第21話 6月9日 火曜日⑤
彼女はコンシェルジュのように手のひらを出して――どうぞと言うと電話ボックスから距離をとって下がっていった。
かれこれ電話ボックスから五メートルくらいは離れている。
プライバシーは尊重してくれるみたいだ。
僕は電話ボックスに入って電話機の上にマウントレーニアを置いた。
でもいったんマウントレーニアを持ち上げて上蓋をコースターにしてまた電話機の上に置きなおす。
なんだろうこのあまり意味のない行動は? 自分でも無意味だと思いながら受話器を上げてテレホンカードを入れた。

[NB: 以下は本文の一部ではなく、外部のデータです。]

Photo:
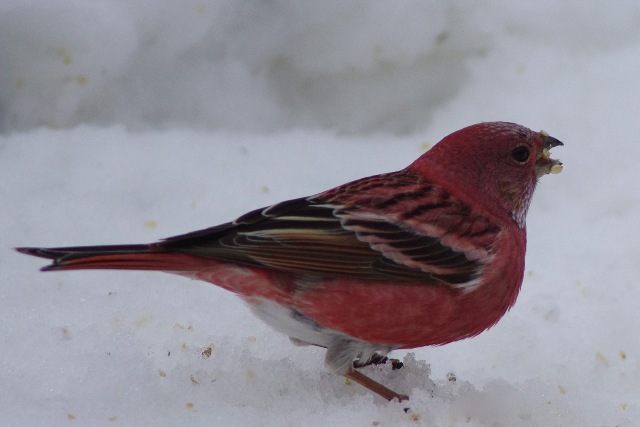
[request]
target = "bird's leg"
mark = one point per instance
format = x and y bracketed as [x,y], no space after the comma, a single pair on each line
[374,386]
[378,359]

彼女が昨日、時報を聞くのに「1度」じゃなくて、えっと、「1」パワー使ったから残りは「11」パワーだ。
なんとなく「度」という単位より「パワー」のほうが馴染んでくるから不思議だ。
僕は電話ボックスのガラスにもたれながら前方のガラス越しに彼女を見た。
スクールバッグを肩にかけながら歩道の石ころを蹴っている。
なんだか幼稚園児のような行動だ。
でも彼女は僕の諸事情には気を使ってくれている。
あんな感じだけど良識的で僕の心に土足で踏み込んでくることはしない。
昨日と同じように生徒手帳に書いてある十一桁の番号を押していく。
番号のボタンひとつひとつがぷちん、ぷちんと押されていった。
今思ったけれど菊池さんのスマホの番号はだいたい覚えてるから、もうすこしで暗記できそうだ。

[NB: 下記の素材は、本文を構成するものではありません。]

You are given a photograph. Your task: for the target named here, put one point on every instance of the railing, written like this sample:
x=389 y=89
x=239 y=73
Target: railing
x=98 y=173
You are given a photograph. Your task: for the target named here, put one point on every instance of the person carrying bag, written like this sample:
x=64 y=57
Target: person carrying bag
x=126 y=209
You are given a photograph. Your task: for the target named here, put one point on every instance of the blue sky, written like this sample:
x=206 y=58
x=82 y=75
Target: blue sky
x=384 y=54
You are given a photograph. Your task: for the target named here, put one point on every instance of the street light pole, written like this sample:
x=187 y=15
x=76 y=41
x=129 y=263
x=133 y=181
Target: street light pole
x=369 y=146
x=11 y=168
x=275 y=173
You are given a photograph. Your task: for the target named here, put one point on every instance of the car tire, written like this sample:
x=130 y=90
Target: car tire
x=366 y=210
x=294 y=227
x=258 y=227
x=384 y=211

というか毎回毎回、生徒手帳を出して確認するのも面倒だから暗記しておいたほうがいいな。
ぶち、ぶつ、ぶちん、そんな音のあとにプルルルと呼び出し音が鳴る。
「もしもし。拓海くん?」
二コール目で菊池さんの声が聞こえた。
「はい、そうです。昨日は電気の支払いありがとうございました。あのあとすこししてから電気が点きました」
「そう。よかった。でも、気にしないで」
「はい。すみません」
「でも電気会社も電気会社だよね。高校生がひとりでいる家の電気を止めるなんて」
「いや、でもそれは僕が郵便物をよく見てなかったからで……それに電力会社も僕がひとりでいるなんて思ってないでしょうし」
「そう言われればそうかな」
なにを隠そう僕が郵便物を細かく確認するようになったのはほんの数日前からで突然、家の電気が消えたのがきっかけだ。
今までそういうのはずっと母さんがやっていたから、といっても年末にカレンダーをもらった地方銀行の口座からの引き落としだけど。
でも僕の家は諸事情でそれができなくなってしまった。
僕が独りになってからあまりにも大袈裟な「大事なお知らせ」なんて郵便物は中身を見ることもなく片っ端から破り捨てていたから。
今の僕は郵便物になにが紛れているかわからないから、家に届く郵便物ひとつひとつを見極めて捨てている。